(Click here to see the image
without text.)
The Lunar Appenines (or Montes Apenninus in Latin) stretch for roughly
225 kilometers across the Lunar surface. One of its peaks, Mt. Hadley (where
the Apollo 15 astronauts landed) climbs 14000 feet into the sky. The Apennines
are bordered on one side by the smooth Mare Imbrium, an ancient, solidified
volcanic plain 1300 miles in diameter. (Only part of it is visible here.)
It formed when a huge asteroid impact some 4 billion years ago carved out
a huge crater. The heat and shock created by the impact caused lava flows,
which filled the crater and left the mountains around the rim. The craters
Eratosthenes and Timocharis are 58 and 34 kilometers in diameter, respectively.

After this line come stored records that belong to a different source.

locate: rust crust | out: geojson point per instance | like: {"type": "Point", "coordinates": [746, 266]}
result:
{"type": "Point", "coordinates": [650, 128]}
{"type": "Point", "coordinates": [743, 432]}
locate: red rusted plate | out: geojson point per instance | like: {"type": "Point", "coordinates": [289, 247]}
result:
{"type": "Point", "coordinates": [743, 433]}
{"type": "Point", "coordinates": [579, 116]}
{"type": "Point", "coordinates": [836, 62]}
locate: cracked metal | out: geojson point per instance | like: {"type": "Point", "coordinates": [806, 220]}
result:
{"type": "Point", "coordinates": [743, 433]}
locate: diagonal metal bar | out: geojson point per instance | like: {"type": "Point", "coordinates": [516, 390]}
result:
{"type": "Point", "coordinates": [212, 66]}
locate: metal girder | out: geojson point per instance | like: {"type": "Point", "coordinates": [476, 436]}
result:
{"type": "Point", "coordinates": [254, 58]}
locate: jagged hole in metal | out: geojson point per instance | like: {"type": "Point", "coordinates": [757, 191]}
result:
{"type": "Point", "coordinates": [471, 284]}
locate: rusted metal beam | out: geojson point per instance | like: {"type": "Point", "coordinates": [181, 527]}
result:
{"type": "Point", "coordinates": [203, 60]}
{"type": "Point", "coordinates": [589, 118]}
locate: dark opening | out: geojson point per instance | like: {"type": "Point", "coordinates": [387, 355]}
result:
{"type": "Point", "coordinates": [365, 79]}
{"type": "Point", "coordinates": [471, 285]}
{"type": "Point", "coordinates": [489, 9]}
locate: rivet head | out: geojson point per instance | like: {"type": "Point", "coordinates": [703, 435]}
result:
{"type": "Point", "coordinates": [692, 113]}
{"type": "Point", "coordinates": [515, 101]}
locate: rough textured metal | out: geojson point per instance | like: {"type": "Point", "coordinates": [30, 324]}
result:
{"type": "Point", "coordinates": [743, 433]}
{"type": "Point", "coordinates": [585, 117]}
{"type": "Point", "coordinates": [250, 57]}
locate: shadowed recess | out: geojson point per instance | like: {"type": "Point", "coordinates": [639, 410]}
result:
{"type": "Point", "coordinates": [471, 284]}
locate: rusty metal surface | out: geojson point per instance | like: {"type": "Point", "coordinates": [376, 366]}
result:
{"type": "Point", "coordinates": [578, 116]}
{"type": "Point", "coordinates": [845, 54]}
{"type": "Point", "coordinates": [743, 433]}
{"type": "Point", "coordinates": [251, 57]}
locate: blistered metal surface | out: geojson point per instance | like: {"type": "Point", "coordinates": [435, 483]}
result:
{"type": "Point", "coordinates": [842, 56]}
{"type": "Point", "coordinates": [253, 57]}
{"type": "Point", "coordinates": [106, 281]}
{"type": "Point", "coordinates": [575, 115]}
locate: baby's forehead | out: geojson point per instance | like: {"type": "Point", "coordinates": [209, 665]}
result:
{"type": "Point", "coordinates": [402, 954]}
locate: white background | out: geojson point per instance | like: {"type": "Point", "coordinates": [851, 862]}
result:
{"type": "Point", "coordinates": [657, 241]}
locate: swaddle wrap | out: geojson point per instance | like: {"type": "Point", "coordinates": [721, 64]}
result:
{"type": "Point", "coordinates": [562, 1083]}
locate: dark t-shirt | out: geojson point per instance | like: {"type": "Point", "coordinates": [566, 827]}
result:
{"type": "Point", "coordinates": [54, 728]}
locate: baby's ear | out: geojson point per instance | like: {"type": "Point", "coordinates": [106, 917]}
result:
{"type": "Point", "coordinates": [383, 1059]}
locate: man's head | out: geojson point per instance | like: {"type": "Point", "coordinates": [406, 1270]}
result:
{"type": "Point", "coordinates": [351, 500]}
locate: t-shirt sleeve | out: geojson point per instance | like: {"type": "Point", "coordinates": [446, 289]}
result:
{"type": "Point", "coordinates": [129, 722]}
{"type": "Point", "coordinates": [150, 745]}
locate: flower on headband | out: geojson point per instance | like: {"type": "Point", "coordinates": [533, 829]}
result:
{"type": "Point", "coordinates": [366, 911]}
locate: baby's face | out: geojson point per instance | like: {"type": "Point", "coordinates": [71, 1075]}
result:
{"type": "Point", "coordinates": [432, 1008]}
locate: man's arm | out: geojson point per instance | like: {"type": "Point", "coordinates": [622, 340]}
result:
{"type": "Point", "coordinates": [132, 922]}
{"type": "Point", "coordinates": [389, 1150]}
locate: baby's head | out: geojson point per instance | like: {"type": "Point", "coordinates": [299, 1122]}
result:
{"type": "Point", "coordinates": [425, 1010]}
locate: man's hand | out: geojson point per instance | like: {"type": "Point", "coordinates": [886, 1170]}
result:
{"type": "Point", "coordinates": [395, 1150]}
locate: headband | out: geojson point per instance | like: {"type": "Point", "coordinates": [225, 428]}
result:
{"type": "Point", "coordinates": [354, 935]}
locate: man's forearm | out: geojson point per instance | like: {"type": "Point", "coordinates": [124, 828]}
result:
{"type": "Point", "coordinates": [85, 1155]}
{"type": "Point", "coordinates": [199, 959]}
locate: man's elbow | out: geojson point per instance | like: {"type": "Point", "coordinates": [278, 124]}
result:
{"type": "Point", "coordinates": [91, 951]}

Both of these impacts were made after the lava cooled. The small mountain-like
feature inside the Eratosthenes crater (called the central peak) was caused
by the shock of the impact. Archimedes (83 km), Autolycus (40 km), and
Aristillus (55 km), were formed before the lava flow stopped altogether. You
can see that only the rim of Archimedes is visible; the floor of the crater
was filled by lava. The Z symbol between Archimedes and Autolycus
is where Lunik 2, the first umanned spacecraft to reach the moon
(and sent by the Russians), touched down on 9/12/59.